Она склонилась над ним, поцеловала его в висок.
— С чего начнем, дорогой?
И вдруг Тома со всей силой, полностью и окончательно осознал всю меру своей любви, любви на всю жизнь к Иоане. Его смятение рассеялось, и все существо охватило спокойствие, благоприятствующее мечтаниям.
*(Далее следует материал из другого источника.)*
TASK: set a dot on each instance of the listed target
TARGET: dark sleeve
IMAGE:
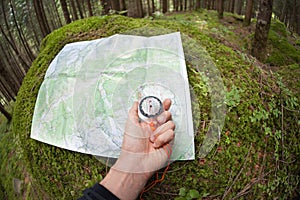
(98, 192)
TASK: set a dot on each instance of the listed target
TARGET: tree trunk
(79, 9)
(15, 49)
(90, 8)
(64, 7)
(36, 36)
(231, 6)
(106, 7)
(165, 6)
(238, 6)
(262, 29)
(122, 5)
(153, 6)
(248, 14)
(220, 8)
(149, 8)
(115, 5)
(135, 9)
(198, 4)
(56, 14)
(21, 35)
(5, 113)
(42, 20)
(74, 10)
Много лет прошло с тех пор, как он уехал из дому и начал скитаться по свету. Каждый год из этих двадцати лет отягощен многими трудностями и заполнен ослепительными мечтаниями. Воспоминания о них в одинаковой мере жгли душу и будоражили его, так как рядом с отдающимися болью унижениями сверкали знаки стольких же побед. Да, он пережил бесчисленные унижения и его жестоко мучили на допросах, но зато он никогда не забудет, как взял в руки первую партийную книжку. Он носил арестантские одежды, мерил тюремные коридоры с кандалами на ногах, но в его душе всегда будут звучать слова товарища по партии и по заключению, который превратил темницу в партийный университет. Если бы ему было суждено начать жизнь сначала и пришлось бы заново пройти через тысячу раз большие пытки и отбывать в тысячу раз более жестокие приговоры, он все равно избрал бы тот же путь и все равно стремился бы к свету правды коммунистов!
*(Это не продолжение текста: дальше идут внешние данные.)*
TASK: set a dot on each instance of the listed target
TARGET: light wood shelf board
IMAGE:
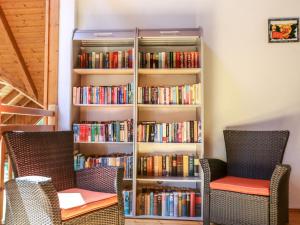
(173, 71)
(104, 71)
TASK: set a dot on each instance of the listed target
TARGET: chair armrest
(279, 194)
(32, 200)
(101, 179)
(213, 169)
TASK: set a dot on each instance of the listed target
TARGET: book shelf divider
(190, 38)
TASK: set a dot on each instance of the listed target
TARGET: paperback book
(161, 60)
(122, 94)
(176, 132)
(177, 165)
(105, 60)
(107, 131)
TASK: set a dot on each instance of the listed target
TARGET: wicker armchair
(43, 166)
(250, 155)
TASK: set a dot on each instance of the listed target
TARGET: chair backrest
(254, 154)
(48, 154)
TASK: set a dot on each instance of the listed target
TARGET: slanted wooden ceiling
(22, 46)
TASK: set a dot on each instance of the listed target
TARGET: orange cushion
(242, 185)
(75, 202)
Подъемы и падения, яркие мечты и несбывшиеся надежды, двадцать лет мрака и физических страданий, но и духовных открытий и триумфов! Отбыв последний срок, он получил свободу, но знал, что эта свобода иллюзорна. Это был год, когда Румыния подпала под власть нового диктатора — Антонеску и когда гитлеровские войска наводнили страну. Орудия поворачивали свои жерла на восток, а румынский народ был обречен умирать за Гитлера. Полицейские цепко держали Молдовяну в невидимых нитях, а разного рода провокаторы добивались, чтобы он предал товарищей, находившихся в подполье. Таким образом, жизнь Молдовяну снова оказалась в смертельной опасности. Учитывая такое положение, товарищи по партии помогли ему перейти через границу в Советский Союз.